Kurumlar yekpare yapılar değildir. Kendi içlerinde ve kendi aralarında bölünmüş, karmaşık çoğulluklardır. Müzelerin bünyesinde bakım ve koruma görevlileri, idareciler, küratörler, bilişim personeli, fon bulma sorumluları, direktörler, bağışçılar, mütevelliler ve ziyaretçiler vardır. Ayrıca müzeler, güvenilir bilginin alanları olarak itibar görmelerinden kaynaklanan daha geniş bir kültürel konuma sahiptirler. Bu da onları ele geçirilmeye değer alanlar haline getirir. Sanat eylemcileri bir müzeye el koyduklarında onu içerden bölmüş olurlar. Kurumun kendi içinde halihazırda var olan ayrımlar devreye girer. Müzeyle bağlantısı olan herkes taraf tutmaya zorlanır: bir avuç azınlıktan mı kitlelerden mi, zenginlerden mi yoksullardan mı, geçmişten mi gelecekten mi yana olduklarına karar vermeleri gerekir. Eylemci sanat kolektifleri, müzeleri işgal ederek, içerden ittifaklar kurarak, çalışanları güçlendirerek, kurumun iç işleyişini ifşa edenlerle işbirliği yaparak, yasal gri bölgelerden yararlanarak, ve kilit çevrelerin sembolik gücünü stratejik biçimde seferber ederek, mevcut iktidar cephaneliklerine başka işlevler kazandırırlar. Kurum böylelikle özgürleşir.

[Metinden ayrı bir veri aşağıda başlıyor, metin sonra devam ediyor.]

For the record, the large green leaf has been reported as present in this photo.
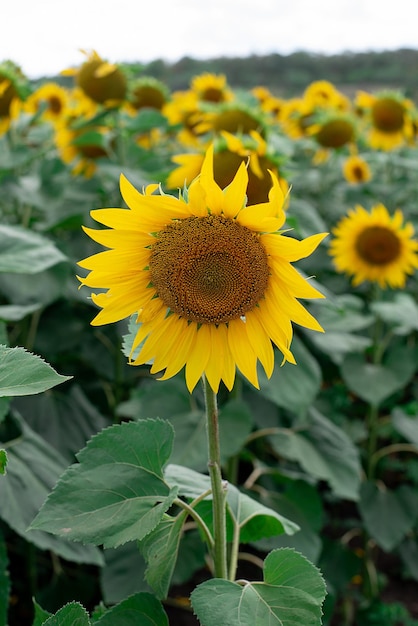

Kurumları özgürleştirme hareketi, kurumların zaten sahip olduğu iktidarı stratejik biçimde seferber ederek karşı-iktidar oluşturur. Büyük kültür kurumları geniş çaplı politik, ekonomik ve kültürel nüfuza sahiptir. Görme biçimlerimiz üzerinde etkili olurlar. Belirli aktörlere meşruiyet kazandırırlar. Popüler değer ve idealleri etkileme güçleri vardır, ama bu güçlerini halkın yararına kullanmaya yanaşmazlar. Sanatçılar ve eylemciler bu kurumları hedef aldıklarında, bu geniş ölçekteki egemenliği kendi yararlarına kullanmış olurlar. Müzelerin bünyelerinde topladıkları kültürel sermaye ele geçirilir ve kamuya iade edilir. Artık müzeler şirketlere, fosil yakıt sektörüne veya kimi kolonyal tasarılara meşruiyet kazandırma işlevini üstlenemezler. Çünkü birer savaş alanı olarak tanımlanmışlardır.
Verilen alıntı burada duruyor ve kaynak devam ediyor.